This study included 240 patients, with 133 patients receiving clarithromycin and 107 patients receiving no adjunct macrolide prophylaxis. Patients receiving clarithromycin were noted to have significantly lower rates of postpartum endometritis as compared to those who did not receive adjunct prophylaxis (4.5% versus 11.2%, p = 0.025). In crude (unadjusted) analysis, a significantly lower risk of developing endometritis was noted in the clarithromycin group as compared to the control group (66% decreased risk, 95% CI 0.12 to 0.95, p = 0.040). When adjusted for perceived confounders, a significant difference was again noted (67% decreased risk, 95% CI 0.11 to 0.97, p = 0.034). Stratified analysis of significantly different demographic factors including Black race, BMI, and age was performed. A significantly decreased risk of development of endometritis when taking clarithromycin versus no adjunct macrolide was noted for Black race women in crude and adjusted models (crude: 87% decreased risk, 95% CI 0.08 to 0.83, p = 0.032; adjusted: 91% decreased risk, 95% CI 0.06 to 0.79, p = 0.026). This was also noted for women aged 18–29 years in crude and adjusted models (crude: model, 79% decreased risk, 95% CI 0.06 to 0.80, p = 0.014; adjusted model: 75% decreased risk, 95% CI 0.06 to 0.94, p = 0.028). All other stratified analyses did not yield significant differences in endometritis risk.

Conclusion

Our study suggests that administration of clarithromycin for adjunctive surgical prophylaxis for non-elective cesarean deliveries may be a safe option that may provide suitable endometritis prophylaxis in cases where azithromycin is unavailable, as was the case during the start of COVID-19 pandemic, most especially for Black race women and women ages 18–29 years.

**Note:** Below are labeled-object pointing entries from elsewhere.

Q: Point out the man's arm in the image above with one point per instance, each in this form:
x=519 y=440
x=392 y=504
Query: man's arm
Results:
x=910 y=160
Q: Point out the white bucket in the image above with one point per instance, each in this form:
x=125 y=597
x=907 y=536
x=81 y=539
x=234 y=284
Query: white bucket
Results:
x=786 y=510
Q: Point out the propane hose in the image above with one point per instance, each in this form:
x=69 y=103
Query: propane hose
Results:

Martingano,Nguyen,Nkeih,Singh,Mitrofanova,and Laganà: Clarithromycin use for adjunct surgical prophylaxis before non-elective cesarean deliveries to adapt to azithromycin shortages in COVID-19 pandemic

Introduction

The United States is presently involved in a worsening pandemic due to the outbreak and spread of a novel coronavirus called severe acute respiratory syndrome coronavirus 2 (SARS-CoV-2) causing the disease known as COVID-19. This was identified first in Wuhan, China in late 2019 with the first case in the United States in Washington State in January 2020 [1, 2]. Information about SARS-CoV-2 is evolving rapidly, and interim guidance by multiple organizations is constantly being updated and expanded [3–6]. Given the acute nature of this pandemic, a wide variety of medical resources are being rapidly consumed resulting in an insult to the global supply chain and nationwide shortages of medications, personal protective equipment, and many other essential items [7, 8].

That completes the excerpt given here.